There are gift registries for the recently divorced, but they aim too low.

I would have welcomed fuchsia towels or window herb gardens when notaries stamped my new old name. I would not turn away spray mops or right-hand rings. You have my blessing to comfort me with peridots and decorative pillows.

But the cosmos loves its divorcees enough to give real gifts.

Penny the lawyer lost her lawyer husband to another lawyer. Penny did what holy people have done since dawn. She softened the days into dough, kneading them until they tee-hee’d. She colored her hair orange, then let it go wool-white at forty three. She adopted a one-eyed cat and named him Romeo.

She watched the dragon boats on the Delaware and saw her arms grow coppery with feathers. She joined the rowers. She married flight and water. She was discovered by fire. She is sanctified with life.

Ellen the agnostic said “no” after thirty years of “I’m sorry.” She scrunched her curls and un-balled her fists and trespassed the grounds of monasteries. She walked labyrinths and banged gongs and argued with wild geese.

She followed white-tailed deer who were not afraid. She invited archetypes on hikes. She said “maybe.” She wrote hymns. She read her name on God’s palm. She dipped hunks of her life in wine and offered them to sisters.

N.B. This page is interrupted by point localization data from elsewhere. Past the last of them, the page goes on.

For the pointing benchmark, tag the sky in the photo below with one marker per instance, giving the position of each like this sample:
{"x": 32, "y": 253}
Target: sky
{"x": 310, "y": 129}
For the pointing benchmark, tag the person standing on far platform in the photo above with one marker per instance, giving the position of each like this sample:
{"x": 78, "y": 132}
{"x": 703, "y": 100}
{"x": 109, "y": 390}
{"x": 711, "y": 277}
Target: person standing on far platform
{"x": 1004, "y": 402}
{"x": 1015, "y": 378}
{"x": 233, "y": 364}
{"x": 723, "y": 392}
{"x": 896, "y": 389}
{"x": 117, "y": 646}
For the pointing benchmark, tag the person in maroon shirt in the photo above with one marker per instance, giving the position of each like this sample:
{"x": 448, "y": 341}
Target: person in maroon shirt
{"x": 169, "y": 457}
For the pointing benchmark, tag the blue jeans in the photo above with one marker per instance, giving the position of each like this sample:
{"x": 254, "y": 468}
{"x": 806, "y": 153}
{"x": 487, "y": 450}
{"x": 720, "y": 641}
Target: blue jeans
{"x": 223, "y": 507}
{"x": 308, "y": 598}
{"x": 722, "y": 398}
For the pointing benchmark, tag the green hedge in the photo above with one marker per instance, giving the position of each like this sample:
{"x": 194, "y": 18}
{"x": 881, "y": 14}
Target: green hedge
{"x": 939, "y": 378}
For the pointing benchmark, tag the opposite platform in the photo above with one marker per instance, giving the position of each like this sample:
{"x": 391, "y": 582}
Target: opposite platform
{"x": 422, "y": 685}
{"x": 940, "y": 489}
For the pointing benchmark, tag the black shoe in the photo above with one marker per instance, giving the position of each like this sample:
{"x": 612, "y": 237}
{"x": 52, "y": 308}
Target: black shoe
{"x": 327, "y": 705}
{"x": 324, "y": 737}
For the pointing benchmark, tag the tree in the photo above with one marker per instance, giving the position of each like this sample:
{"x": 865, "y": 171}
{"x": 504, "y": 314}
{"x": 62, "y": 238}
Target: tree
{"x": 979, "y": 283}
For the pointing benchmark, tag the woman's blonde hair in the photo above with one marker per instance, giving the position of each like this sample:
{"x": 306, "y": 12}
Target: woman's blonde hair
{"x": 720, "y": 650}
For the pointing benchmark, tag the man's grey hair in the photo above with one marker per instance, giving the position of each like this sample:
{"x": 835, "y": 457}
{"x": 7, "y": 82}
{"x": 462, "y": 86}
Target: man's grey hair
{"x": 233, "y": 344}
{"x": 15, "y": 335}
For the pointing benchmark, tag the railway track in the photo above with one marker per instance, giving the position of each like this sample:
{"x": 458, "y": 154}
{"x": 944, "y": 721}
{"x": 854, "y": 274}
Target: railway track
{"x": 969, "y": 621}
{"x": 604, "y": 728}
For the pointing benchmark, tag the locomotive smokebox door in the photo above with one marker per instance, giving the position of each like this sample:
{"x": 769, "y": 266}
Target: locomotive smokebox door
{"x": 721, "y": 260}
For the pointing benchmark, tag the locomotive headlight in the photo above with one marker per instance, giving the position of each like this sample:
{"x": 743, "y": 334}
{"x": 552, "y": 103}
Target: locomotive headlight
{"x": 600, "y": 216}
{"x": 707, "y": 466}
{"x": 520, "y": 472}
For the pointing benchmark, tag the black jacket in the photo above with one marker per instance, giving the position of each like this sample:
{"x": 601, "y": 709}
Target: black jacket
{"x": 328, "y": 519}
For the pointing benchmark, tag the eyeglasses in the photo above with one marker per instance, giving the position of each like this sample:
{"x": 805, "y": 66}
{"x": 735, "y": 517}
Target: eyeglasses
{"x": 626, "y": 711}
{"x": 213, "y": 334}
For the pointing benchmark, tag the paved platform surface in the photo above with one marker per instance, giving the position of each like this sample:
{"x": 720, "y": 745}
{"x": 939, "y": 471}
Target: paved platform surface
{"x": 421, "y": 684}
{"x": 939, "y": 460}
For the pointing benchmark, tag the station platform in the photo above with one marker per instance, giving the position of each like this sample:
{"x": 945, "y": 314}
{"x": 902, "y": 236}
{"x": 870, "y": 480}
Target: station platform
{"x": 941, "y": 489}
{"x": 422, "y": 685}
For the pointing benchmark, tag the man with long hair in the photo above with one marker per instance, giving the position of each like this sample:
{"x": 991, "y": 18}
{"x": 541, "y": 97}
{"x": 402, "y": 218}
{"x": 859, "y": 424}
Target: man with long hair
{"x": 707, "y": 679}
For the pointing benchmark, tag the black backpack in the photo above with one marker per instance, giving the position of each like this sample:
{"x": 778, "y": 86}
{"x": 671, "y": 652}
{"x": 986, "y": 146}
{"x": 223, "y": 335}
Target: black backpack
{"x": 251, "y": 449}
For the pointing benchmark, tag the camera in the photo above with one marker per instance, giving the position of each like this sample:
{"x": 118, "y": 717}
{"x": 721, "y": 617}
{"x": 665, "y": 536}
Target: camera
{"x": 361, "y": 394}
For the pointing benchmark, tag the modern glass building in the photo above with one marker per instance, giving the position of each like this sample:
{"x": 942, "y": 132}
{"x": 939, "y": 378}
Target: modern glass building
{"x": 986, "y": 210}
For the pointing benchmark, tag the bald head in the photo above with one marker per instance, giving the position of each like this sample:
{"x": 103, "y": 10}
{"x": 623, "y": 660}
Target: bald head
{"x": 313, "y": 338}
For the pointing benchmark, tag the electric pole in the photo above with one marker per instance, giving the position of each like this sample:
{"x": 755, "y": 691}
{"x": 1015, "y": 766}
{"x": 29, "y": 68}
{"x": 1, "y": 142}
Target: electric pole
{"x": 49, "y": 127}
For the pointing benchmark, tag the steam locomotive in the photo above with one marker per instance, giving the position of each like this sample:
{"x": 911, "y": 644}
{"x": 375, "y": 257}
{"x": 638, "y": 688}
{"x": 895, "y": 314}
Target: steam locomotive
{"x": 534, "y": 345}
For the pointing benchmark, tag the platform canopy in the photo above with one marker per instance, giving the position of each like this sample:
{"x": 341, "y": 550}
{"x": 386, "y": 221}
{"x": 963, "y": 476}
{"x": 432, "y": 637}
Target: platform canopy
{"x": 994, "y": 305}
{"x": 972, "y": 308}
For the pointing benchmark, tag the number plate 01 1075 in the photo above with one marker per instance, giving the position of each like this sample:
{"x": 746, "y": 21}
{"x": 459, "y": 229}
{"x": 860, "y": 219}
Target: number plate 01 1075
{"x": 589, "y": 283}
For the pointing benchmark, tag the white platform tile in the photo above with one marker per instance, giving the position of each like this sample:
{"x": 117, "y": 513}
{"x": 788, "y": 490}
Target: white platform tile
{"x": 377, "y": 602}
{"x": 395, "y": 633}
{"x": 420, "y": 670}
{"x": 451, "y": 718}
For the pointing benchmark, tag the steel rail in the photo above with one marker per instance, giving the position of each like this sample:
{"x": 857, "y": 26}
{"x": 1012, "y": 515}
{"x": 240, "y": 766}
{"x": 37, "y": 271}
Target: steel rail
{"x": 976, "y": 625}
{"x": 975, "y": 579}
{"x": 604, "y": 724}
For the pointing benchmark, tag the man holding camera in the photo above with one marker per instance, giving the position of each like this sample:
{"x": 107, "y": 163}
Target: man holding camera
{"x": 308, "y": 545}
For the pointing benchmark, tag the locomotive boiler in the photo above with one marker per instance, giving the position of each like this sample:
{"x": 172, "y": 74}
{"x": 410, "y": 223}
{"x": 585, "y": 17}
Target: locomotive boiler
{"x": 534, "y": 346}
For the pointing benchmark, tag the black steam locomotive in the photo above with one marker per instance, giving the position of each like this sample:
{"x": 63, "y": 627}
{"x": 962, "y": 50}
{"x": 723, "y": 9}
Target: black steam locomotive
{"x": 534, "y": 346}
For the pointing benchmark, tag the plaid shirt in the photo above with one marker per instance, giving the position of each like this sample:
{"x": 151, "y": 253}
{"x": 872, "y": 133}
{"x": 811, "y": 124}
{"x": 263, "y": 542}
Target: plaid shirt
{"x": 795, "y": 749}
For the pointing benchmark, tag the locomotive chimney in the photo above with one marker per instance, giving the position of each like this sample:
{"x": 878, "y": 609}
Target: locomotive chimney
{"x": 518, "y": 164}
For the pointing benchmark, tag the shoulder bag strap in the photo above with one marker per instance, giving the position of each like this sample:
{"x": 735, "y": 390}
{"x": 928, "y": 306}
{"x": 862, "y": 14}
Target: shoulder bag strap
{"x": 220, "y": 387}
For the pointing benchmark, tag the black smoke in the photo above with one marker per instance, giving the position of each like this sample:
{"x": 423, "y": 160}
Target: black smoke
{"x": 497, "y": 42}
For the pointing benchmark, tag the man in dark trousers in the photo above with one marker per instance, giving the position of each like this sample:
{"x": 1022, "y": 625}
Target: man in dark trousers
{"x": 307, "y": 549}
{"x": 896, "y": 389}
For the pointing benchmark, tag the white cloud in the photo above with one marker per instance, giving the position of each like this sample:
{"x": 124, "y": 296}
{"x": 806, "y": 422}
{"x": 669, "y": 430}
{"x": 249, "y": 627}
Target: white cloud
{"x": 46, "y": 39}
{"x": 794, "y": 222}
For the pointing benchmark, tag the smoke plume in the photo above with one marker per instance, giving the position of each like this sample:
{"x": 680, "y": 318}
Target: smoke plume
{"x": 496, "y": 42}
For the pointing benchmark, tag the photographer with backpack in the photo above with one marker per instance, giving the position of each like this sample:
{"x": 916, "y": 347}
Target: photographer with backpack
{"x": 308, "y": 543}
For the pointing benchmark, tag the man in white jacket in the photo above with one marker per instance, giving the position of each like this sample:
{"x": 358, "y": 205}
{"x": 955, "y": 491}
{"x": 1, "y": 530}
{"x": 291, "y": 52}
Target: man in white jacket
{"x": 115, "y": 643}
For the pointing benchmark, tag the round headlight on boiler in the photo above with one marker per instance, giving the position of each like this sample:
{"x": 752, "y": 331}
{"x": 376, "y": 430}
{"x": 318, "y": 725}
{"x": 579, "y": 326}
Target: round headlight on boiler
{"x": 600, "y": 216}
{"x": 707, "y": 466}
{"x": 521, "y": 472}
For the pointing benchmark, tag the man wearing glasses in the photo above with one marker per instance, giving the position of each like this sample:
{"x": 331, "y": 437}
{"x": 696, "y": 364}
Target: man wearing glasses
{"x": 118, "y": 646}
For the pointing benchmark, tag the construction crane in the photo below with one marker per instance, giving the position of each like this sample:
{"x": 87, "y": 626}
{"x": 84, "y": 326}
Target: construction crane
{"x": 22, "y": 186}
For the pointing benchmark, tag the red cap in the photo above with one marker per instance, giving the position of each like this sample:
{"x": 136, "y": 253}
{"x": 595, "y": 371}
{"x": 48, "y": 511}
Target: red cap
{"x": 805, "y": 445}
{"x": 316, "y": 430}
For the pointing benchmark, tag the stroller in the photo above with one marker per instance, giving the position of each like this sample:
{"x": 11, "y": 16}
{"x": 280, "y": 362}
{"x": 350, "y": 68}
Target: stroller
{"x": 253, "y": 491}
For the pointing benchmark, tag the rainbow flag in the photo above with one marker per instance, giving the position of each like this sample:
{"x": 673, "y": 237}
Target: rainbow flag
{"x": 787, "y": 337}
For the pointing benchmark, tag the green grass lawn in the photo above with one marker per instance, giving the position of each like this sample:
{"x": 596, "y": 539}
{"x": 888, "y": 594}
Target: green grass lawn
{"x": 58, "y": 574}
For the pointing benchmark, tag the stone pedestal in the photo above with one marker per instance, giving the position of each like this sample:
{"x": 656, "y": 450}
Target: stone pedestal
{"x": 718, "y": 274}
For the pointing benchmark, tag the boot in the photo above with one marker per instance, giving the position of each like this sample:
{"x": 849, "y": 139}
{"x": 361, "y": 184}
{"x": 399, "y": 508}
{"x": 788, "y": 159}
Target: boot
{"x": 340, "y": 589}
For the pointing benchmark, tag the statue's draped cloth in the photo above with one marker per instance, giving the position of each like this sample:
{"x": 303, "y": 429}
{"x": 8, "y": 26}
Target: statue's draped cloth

Josie the genius held her children against the chill and survived fire. She studied sugar’s secrets and coaxed fondant into art. She built three-dimensional Elmos and Avengers and licked her fingers free of vengeance. She lit candles and taught second graders that their lives are worth the sweet.

She decided the stove was just for a season. She decided she had as many acts as breaths. She believed everyone who ever called her brilliant against the one who disagreed. She grabbed her jumper cables and ended up a Jeopardy finalist. She made the Philadelphia public school system cheer.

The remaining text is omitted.